I, We, Society

I, We, Society

Blog Post 34 - Photo 1

Over Valentine’s Day weekend, I spent two days at LUREC on an incredibly thought-provoking and emotionally intense retreat, which I now consider to be one of my most memorable experiences at Loyola—The People’s Institute (TPI).

The People’s Institute Retreat is sponsored by Student Diversity and Multicultural Affairs and Student Leadership Development and is described as “an experience designed to explore and reflect upon the interconnection between leadership and social justice, while empowering students to partake in individual identity work through understanding privilege and the responsibility to create social change.”

As a political science and computer science double major, I aspire to help find new ways to utilize big data as a tool for promoting positive social change at scale, and to use internet technology as a conduit for creating equity through ubiquitous access to information and services. Last semester, I decided to apply to TPI, not only for the opportunity to explore my self-identity and advance my own leadership abilities, but, even more so, for a chance to discover diverse ways to apply these skills in order to increase social awareness and engagement in causes I believe in. Appreciatively, I became one of the lucky forty or so students selected to attend Loyola Chicago’s fourth annual TPI.

We spent both days working with Felicia Lee and Jonathan Poullard, who specialize in leadership development, team building, and diversity initiatives.  Felicia is the Assistant Vice Chancellor and Chief of Staff at UC Berkeley, and Jonathan was the previous Dean of Students at Berkeley. By the end of the first day, we all knew that we would love working with this dynamic pair of facilitators.

The first day’s theme was “I – Consciousness of Self,” while the second day focused on “We – Allies and Identity Group Memberships.” All the activities were designed to ‘push’ us to “be vulnerable” in order to better understand ourselves, and each other, as individuals.
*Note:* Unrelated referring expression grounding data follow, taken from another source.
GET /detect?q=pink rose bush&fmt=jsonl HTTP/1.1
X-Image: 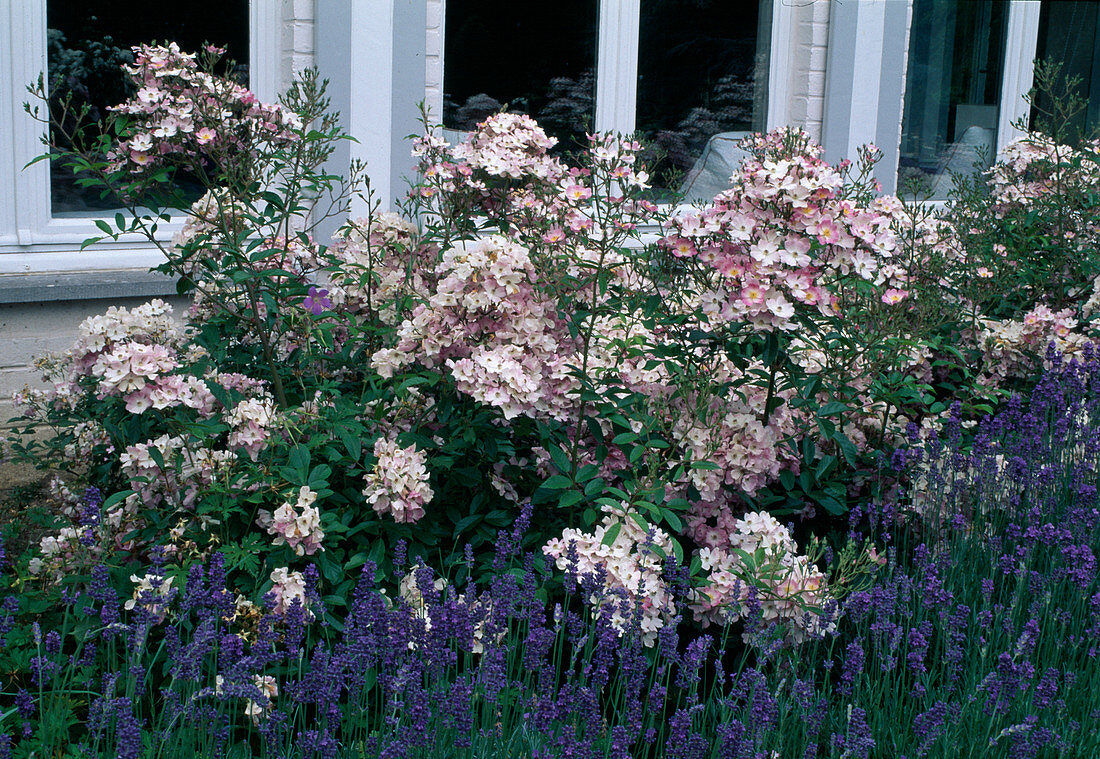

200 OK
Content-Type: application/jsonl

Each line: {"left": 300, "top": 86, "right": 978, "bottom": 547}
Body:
{"left": 15, "top": 42, "right": 1100, "bottom": 666}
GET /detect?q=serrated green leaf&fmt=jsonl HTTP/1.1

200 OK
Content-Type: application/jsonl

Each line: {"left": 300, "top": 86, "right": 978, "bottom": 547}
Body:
{"left": 558, "top": 490, "right": 585, "bottom": 509}
{"left": 583, "top": 477, "right": 605, "bottom": 497}
{"left": 669, "top": 537, "right": 683, "bottom": 564}
{"left": 548, "top": 445, "right": 572, "bottom": 474}
{"left": 690, "top": 460, "right": 719, "bottom": 470}
{"left": 779, "top": 470, "right": 796, "bottom": 490}
{"left": 662, "top": 509, "right": 682, "bottom": 533}
{"left": 542, "top": 474, "right": 573, "bottom": 490}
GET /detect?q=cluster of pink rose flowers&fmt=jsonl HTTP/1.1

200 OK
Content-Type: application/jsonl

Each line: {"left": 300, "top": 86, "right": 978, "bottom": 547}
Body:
{"left": 258, "top": 486, "right": 325, "bottom": 556}
{"left": 660, "top": 128, "right": 909, "bottom": 332}
{"left": 977, "top": 304, "right": 1089, "bottom": 386}
{"left": 988, "top": 133, "right": 1100, "bottom": 214}
{"left": 543, "top": 505, "right": 678, "bottom": 646}
{"left": 327, "top": 212, "right": 434, "bottom": 327}
{"left": 371, "top": 235, "right": 578, "bottom": 421}
{"left": 412, "top": 114, "right": 654, "bottom": 240}
{"left": 108, "top": 43, "right": 301, "bottom": 174}
{"left": 362, "top": 438, "right": 435, "bottom": 524}
{"left": 684, "top": 509, "right": 834, "bottom": 643}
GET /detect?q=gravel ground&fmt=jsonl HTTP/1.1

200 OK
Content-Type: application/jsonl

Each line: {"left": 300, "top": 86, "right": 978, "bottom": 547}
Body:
{"left": 0, "top": 459, "right": 43, "bottom": 491}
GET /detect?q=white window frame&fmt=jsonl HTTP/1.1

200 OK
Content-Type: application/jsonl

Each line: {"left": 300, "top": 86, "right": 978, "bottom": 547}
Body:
{"left": 0, "top": 0, "right": 280, "bottom": 274}
{"left": 885, "top": 0, "right": 1042, "bottom": 200}
{"left": 434, "top": 0, "right": 787, "bottom": 142}
{"left": 597, "top": 0, "right": 788, "bottom": 135}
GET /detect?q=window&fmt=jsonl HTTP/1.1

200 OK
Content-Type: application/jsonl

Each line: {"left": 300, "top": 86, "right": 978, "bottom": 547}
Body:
{"left": 442, "top": 0, "right": 773, "bottom": 200}
{"left": 0, "top": 1, "right": 277, "bottom": 272}
{"left": 898, "top": 0, "right": 1009, "bottom": 200}
{"left": 442, "top": 0, "right": 598, "bottom": 150}
{"left": 1033, "top": 0, "right": 1100, "bottom": 140}
{"left": 46, "top": 0, "right": 250, "bottom": 216}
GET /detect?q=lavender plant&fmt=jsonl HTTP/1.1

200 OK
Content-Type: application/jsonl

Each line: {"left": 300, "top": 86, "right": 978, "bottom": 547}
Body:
{"left": 4, "top": 353, "right": 1100, "bottom": 757}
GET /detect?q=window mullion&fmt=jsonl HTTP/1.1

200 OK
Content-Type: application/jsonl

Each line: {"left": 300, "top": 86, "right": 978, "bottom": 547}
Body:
{"left": 12, "top": 0, "right": 50, "bottom": 245}
{"left": 0, "top": 2, "right": 20, "bottom": 245}
{"left": 250, "top": 1, "right": 281, "bottom": 104}
{"left": 998, "top": 0, "right": 1042, "bottom": 149}
{"left": 595, "top": 0, "right": 639, "bottom": 135}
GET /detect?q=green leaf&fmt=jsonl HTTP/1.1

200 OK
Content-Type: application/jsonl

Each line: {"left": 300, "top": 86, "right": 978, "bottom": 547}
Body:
{"left": 336, "top": 425, "right": 362, "bottom": 462}
{"left": 601, "top": 520, "right": 623, "bottom": 546}
{"left": 583, "top": 477, "right": 605, "bottom": 497}
{"left": 308, "top": 464, "right": 332, "bottom": 490}
{"left": 575, "top": 463, "right": 599, "bottom": 482}
{"left": 834, "top": 431, "right": 859, "bottom": 466}
{"left": 102, "top": 489, "right": 135, "bottom": 511}
{"left": 548, "top": 445, "right": 572, "bottom": 474}
{"left": 815, "top": 493, "right": 847, "bottom": 515}
{"left": 558, "top": 490, "right": 585, "bottom": 509}
{"left": 541, "top": 474, "right": 573, "bottom": 490}
{"left": 817, "top": 401, "right": 848, "bottom": 416}
{"left": 289, "top": 444, "right": 311, "bottom": 481}
{"left": 662, "top": 509, "right": 682, "bottom": 533}
{"left": 815, "top": 455, "right": 837, "bottom": 482}
{"left": 669, "top": 537, "right": 684, "bottom": 564}
{"left": 690, "top": 460, "right": 719, "bottom": 470}
{"left": 779, "top": 470, "right": 796, "bottom": 490}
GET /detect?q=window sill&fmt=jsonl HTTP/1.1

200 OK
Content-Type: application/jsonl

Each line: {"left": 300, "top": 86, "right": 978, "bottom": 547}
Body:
{"left": 0, "top": 267, "right": 177, "bottom": 304}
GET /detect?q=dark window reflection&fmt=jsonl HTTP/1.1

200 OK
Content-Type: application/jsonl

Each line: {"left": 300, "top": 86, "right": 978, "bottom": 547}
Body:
{"left": 47, "top": 0, "right": 248, "bottom": 215}
{"left": 443, "top": 0, "right": 598, "bottom": 152}
{"left": 637, "top": 0, "right": 771, "bottom": 199}
{"left": 1033, "top": 1, "right": 1100, "bottom": 142}
{"left": 898, "top": 0, "right": 1008, "bottom": 200}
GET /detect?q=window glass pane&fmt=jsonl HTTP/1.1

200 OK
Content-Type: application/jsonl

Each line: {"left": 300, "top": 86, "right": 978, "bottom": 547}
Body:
{"left": 443, "top": 0, "right": 598, "bottom": 152}
{"left": 637, "top": 0, "right": 771, "bottom": 201}
{"left": 47, "top": 0, "right": 249, "bottom": 216}
{"left": 898, "top": 0, "right": 1008, "bottom": 200}
{"left": 1034, "top": 0, "right": 1100, "bottom": 141}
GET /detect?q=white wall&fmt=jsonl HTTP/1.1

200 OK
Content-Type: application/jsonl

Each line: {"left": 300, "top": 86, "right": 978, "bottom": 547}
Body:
{"left": 425, "top": 0, "right": 444, "bottom": 123}
{"left": 282, "top": 0, "right": 316, "bottom": 92}
{"left": 787, "top": 0, "right": 831, "bottom": 142}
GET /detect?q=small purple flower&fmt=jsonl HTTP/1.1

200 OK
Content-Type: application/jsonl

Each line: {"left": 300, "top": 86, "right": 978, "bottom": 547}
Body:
{"left": 302, "top": 286, "right": 332, "bottom": 316}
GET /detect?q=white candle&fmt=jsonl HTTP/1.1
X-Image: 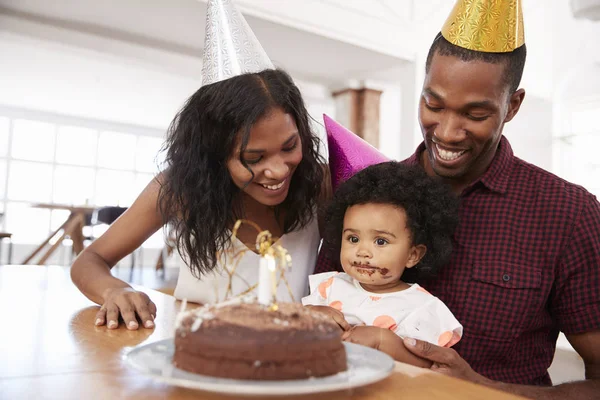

Doing this allowed us to become more aware of different social subgroups while at the same time becoming better active allies of oppressed identity groups. One of my favorite activities was watching Novelist Chimamanda Adichie’s TED Talk, The Danger of a Single Story, a lighthearted take on the negative potential of stereotypes.

For me, the TPI retreat will be remembered as an extraordinarily unique and powerful experience. It was a lot to take in, in only one brief weekend, but I definitely encourage all those who have even the slightest interest in leadership and social justice to apply in the fall for next year’s TPI.